Before getting to the Vineyard we spotted the sign for Truro Center, and hopped off route 6 to get into things right away. I’m pretty sure we may have driven around the little village before, but for the life of me I can’t remember. Is there a town? There must be a town! I’m sure we’ll find it. Within a few moments of being off the beaten path we started smelling the salty air through our open windows, and after a short drive through serpentine roads adorned with historic homes, white picket fences, rows of spring daffodils and plump, purple lilac bushes, I knew my ruminations and fascinations about the area were correct. We were getting gloriously lost, and we didn’t care! And speaking of getting lost, it should be mentioned that it’s not only OK to shut your GPS off in a village like this, it is recommended. Truro’s meandering roads are enjoyable to explore, and there’s not much worry in getting too turned around since you have the ocean on both sides of town. That’s a wonderful thing about seaside villages, thanks to vistas over little hill crest peaks, the laughter of a passing gull and the seductive scent of a low tide, you are constantly reminded that the ocean is never far away.

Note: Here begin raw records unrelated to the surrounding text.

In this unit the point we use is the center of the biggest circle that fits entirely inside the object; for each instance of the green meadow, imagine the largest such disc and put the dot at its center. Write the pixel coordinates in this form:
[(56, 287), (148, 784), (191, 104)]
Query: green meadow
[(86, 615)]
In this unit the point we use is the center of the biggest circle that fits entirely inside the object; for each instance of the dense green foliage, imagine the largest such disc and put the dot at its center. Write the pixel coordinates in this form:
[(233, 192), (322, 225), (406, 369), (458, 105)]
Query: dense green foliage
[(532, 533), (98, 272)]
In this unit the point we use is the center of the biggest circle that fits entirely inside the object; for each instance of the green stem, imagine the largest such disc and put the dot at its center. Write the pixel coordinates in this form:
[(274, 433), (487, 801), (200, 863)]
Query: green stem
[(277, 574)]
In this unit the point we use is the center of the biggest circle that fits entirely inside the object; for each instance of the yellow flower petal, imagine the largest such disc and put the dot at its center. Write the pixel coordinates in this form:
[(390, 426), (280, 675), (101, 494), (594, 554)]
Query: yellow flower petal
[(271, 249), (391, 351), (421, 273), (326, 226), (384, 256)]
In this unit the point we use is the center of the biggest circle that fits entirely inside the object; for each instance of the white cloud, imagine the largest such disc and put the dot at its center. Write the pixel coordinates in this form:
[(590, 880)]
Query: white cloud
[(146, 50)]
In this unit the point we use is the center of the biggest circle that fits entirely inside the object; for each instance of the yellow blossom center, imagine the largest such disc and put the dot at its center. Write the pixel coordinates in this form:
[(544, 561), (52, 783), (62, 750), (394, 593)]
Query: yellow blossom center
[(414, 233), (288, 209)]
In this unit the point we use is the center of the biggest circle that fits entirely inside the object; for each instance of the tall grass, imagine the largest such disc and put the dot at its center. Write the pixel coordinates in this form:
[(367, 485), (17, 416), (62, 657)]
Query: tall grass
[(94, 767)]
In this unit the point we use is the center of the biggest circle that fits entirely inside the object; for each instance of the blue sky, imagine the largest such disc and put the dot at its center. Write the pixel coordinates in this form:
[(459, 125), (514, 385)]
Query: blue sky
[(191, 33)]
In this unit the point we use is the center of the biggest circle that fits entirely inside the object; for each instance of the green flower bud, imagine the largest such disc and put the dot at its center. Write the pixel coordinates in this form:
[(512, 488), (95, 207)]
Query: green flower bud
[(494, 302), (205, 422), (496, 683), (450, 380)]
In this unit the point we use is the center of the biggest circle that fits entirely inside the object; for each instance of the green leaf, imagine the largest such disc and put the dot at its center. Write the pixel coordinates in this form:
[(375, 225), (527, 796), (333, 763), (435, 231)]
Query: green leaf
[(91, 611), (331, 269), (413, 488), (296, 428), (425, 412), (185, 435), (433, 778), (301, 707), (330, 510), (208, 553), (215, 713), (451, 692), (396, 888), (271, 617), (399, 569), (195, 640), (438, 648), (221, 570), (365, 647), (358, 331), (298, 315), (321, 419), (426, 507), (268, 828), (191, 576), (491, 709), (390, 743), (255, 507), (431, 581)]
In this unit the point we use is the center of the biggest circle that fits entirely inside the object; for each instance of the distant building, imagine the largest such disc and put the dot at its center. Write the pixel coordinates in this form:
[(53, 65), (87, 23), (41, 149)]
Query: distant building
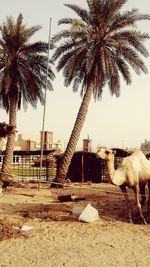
[(47, 140), (145, 147), (87, 145), (26, 142)]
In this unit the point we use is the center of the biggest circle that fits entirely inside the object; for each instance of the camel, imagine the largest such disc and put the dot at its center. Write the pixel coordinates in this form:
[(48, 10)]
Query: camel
[(134, 172)]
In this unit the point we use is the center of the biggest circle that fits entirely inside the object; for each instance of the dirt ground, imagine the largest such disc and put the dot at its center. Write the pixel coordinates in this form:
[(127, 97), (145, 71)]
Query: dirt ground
[(58, 238)]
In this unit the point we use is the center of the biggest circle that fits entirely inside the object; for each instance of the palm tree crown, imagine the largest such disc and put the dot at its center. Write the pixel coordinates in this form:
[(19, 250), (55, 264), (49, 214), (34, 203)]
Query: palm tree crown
[(23, 72), (102, 43), (95, 49), (22, 65)]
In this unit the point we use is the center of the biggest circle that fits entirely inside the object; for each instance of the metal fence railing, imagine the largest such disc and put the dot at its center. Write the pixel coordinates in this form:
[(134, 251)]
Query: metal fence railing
[(26, 165)]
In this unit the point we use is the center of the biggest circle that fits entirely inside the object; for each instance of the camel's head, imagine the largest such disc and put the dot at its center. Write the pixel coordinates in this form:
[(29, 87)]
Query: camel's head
[(6, 130), (106, 153)]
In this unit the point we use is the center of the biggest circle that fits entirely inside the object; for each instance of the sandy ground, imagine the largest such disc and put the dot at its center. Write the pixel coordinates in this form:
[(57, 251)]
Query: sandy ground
[(58, 238)]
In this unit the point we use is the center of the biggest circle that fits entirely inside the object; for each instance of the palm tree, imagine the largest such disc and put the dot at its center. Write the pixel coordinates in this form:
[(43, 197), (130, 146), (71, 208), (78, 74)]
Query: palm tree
[(23, 68), (97, 47)]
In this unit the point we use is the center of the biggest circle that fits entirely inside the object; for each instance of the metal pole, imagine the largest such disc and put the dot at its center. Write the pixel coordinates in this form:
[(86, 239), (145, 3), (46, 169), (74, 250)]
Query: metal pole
[(44, 110)]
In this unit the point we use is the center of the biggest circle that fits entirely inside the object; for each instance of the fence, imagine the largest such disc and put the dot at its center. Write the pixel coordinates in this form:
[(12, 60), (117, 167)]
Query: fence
[(84, 166), (26, 165)]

Eventually, we stumbled upon one of the Cape’s best kept secrets: Pamet Harbor, which is part of Pamet River, and may very well be the prettiest little harbor on Cape Cod. The panoramic views highlight the natural beauty of Truro, and as most New England harbors we’ve visited, although beautiful in their own way, often seem bustling and sometimes crammed into a small, watery space. This harbor is peace-filled. The Wampanoag Native American people called the area Pamet or Payomet, names you’ll still see in and around Truro (like Truro’s Payomet Performing Arts Center), as a way to honor these early 17th century settlers.
“Truro, Maybe We Should Take Things Slowly…”
Sitting on the dock, we watched a small fishing boat puttering into the harbor, as a pickup truck backed its trailer down the boat ramp to meet it. The trailer was stacked with lobster traps and as I watched the three men fill the boat with the the traps I couldn’t help but wonder how many people in the world are as lucky to enjoy such a moment as this? To sit in these pristine yet wild surroundings, watching such a quintessential New England activity. Then another thing occurred to me…I needed Truro right now. The 45 minute drive from Sandwich Village was already working its magic on a mind that spent the last year worrying about selling a business, moving, quarantining, insurrections, family safety, etc., etc. Truro just felt good. And then something else occurred to me. I’m here for a reason, and it’s bigger than a blog. We decided right then and there that my meet up with Kristen at the Vineyard would have to wait. The temperature was perfect, and as the lobster boat turned to leave the glistening harbor for another long day at sea, we decided to postpone the rest of the day’s adventures and take a long walk along the water’s edge.
~ Tommy Dott is an innkeeper, restaurateur and award-winning food writer. He, his partner Ali, and their two Yorkies, “Jiminy Cricket” and “B.G.” live on Cape Cod.